Open tovrstra opened 3 months ago
@leila-pujal @PaulWAyers @FarnazH P.S. I can take care of this if that would be helpful. (Adding nb-clean should be discussed first, and can be done in a later PR.)
Thanks @tovrstra for opening the issue. Just to give some background on this, @Ali-Tehrani worked on this in the past in PR #151. When working on the Libcint interface #174 we decided to include the pytest part of #151 but that a new PR should be opened to address all the fixes. That has been on my side but fell through the list of things. I can give it a first try @tovrstra so you don't have to deal with all the changes at first.
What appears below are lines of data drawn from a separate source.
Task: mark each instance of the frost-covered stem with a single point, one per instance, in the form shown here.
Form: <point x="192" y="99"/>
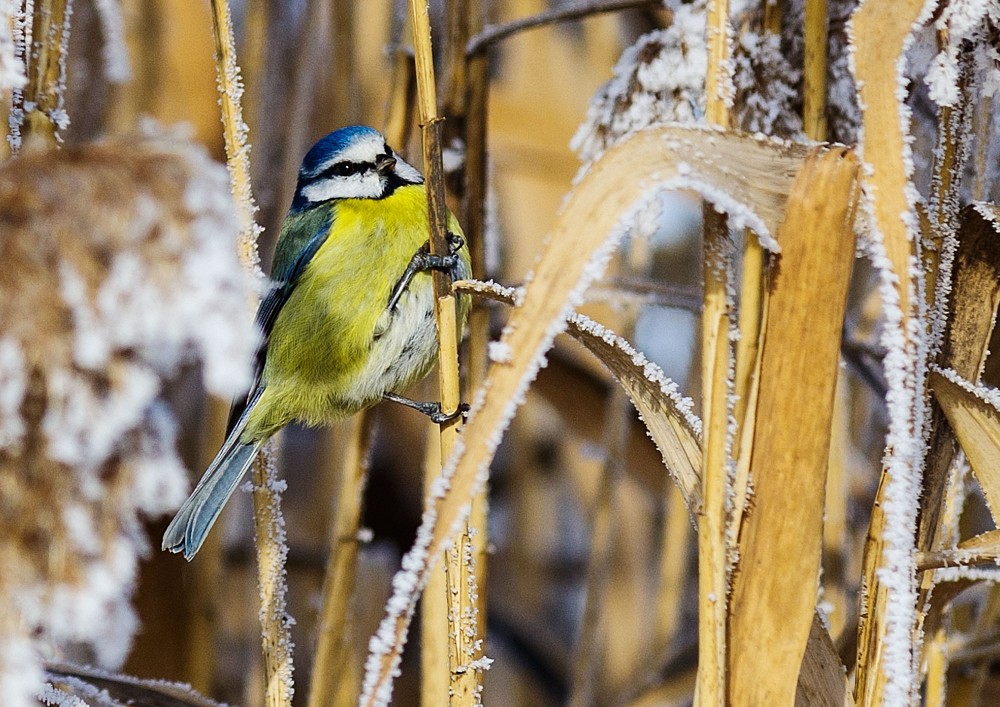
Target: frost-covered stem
<point x="344" y="82"/>
<point x="591" y="638"/>
<point x="718" y="81"/>
<point x="268" y="522"/>
<point x="564" y="12"/>
<point x="465" y="684"/>
<point x="712" y="546"/>
<point x="713" y="590"/>
<point x="814" y="71"/>
<point x="272" y="551"/>
<point x="474" y="210"/>
<point x="334" y="674"/>
<point x="41" y="103"/>
<point x="400" y="104"/>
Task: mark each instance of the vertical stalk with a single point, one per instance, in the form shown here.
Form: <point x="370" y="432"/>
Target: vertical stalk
<point x="814" y="73"/>
<point x="710" y="687"/>
<point x="271" y="550"/>
<point x="46" y="71"/>
<point x="465" y="682"/>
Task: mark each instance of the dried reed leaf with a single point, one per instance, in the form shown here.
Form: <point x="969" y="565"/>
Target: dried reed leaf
<point x="976" y="422"/>
<point x="96" y="687"/>
<point x="750" y="177"/>
<point x="775" y="583"/>
<point x="975" y="293"/>
<point x="119" y="267"/>
<point x="822" y="680"/>
<point x="667" y="416"/>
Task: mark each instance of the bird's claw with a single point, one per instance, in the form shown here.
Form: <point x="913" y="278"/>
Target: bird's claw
<point x="443" y="417"/>
<point x="432" y="410"/>
<point x="424" y="260"/>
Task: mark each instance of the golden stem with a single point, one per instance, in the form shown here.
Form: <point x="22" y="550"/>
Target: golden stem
<point x="465" y="684"/>
<point x="710" y="688"/>
<point x="276" y="638"/>
<point x="334" y="667"/>
<point x="46" y="73"/>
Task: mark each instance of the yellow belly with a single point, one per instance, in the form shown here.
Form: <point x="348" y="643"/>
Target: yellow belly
<point x="329" y="355"/>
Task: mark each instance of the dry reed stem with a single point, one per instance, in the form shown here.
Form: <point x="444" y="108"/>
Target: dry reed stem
<point x="822" y="680"/>
<point x="207" y="572"/>
<point x="474" y="210"/>
<point x="401" y="102"/>
<point x="591" y="640"/>
<point x="780" y="546"/>
<point x="465" y="684"/>
<point x="334" y="673"/>
<point x="275" y="634"/>
<point x="713" y="552"/>
<point x="814" y="70"/>
<point x="968" y="227"/>
<point x="881" y="31"/>
<point x="754" y="171"/>
<point x="491" y="34"/>
<point x="46" y="74"/>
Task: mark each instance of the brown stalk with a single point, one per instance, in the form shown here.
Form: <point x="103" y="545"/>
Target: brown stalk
<point x="334" y="673"/>
<point x="46" y="64"/>
<point x="880" y="34"/>
<point x="491" y="34"/>
<point x="773" y="602"/>
<point x="276" y="639"/>
<point x="464" y="683"/>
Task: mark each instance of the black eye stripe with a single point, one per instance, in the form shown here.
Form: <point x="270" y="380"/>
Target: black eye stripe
<point x="344" y="169"/>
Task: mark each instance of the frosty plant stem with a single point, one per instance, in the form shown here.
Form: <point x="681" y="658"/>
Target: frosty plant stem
<point x="271" y="549"/>
<point x="710" y="689"/>
<point x="465" y="683"/>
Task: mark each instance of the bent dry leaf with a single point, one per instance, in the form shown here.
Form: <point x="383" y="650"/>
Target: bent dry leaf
<point x="775" y="585"/>
<point x="973" y="415"/>
<point x="748" y="177"/>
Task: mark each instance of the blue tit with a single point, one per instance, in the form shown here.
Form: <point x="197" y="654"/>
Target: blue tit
<point x="349" y="317"/>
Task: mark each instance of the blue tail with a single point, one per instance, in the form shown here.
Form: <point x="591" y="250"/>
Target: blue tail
<point x="189" y="528"/>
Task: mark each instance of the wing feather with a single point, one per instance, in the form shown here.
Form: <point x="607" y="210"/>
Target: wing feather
<point x="301" y="237"/>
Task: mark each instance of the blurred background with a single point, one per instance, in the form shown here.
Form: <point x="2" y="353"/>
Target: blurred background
<point x="311" y="66"/>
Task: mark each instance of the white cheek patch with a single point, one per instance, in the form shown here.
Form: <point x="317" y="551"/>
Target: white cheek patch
<point x="406" y="171"/>
<point x="367" y="185"/>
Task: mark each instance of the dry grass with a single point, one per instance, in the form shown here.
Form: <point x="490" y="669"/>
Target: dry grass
<point x="847" y="549"/>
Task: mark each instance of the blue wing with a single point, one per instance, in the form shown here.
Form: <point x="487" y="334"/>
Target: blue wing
<point x="301" y="237"/>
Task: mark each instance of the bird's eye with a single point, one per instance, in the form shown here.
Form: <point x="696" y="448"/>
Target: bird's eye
<point x="346" y="169"/>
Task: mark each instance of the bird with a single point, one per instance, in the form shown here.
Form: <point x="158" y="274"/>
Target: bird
<point x="348" y="318"/>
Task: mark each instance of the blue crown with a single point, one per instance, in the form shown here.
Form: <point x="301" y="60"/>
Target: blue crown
<point x="331" y="144"/>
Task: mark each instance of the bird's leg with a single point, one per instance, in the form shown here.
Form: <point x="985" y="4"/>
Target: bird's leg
<point x="423" y="260"/>
<point x="432" y="410"/>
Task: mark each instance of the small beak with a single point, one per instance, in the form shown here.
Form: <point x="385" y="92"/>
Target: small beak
<point x="385" y="165"/>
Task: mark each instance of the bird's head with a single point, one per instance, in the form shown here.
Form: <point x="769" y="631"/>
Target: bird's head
<point x="351" y="163"/>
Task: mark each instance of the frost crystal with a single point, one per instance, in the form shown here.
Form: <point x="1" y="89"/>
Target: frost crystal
<point x="965" y="23"/>
<point x="114" y="277"/>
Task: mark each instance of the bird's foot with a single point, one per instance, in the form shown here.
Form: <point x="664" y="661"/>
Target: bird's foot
<point x="432" y="410"/>
<point x="424" y="260"/>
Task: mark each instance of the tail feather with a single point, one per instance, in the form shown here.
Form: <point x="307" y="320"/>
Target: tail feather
<point x="189" y="528"/>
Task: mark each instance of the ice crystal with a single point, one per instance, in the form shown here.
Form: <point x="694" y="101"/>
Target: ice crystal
<point x="114" y="277"/>
<point x="661" y="78"/>
<point x="965" y="23"/>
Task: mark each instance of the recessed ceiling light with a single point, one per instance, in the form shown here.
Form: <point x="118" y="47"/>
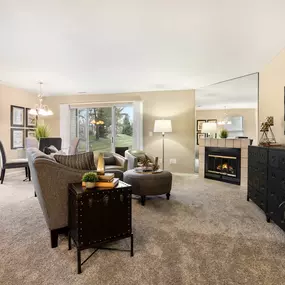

Sounds good. Feel free to ask for a review.
The only issue I see with using nb-clean
is that we are, in some of the later packages, using notebooks (together with their output) as documentation/tutorials. (Essentially we are replacing what we used to call "scientific documentation" in packages like ChemTools with Jupyter Notebooks.) In those contexts, not including cell outputs is problematic.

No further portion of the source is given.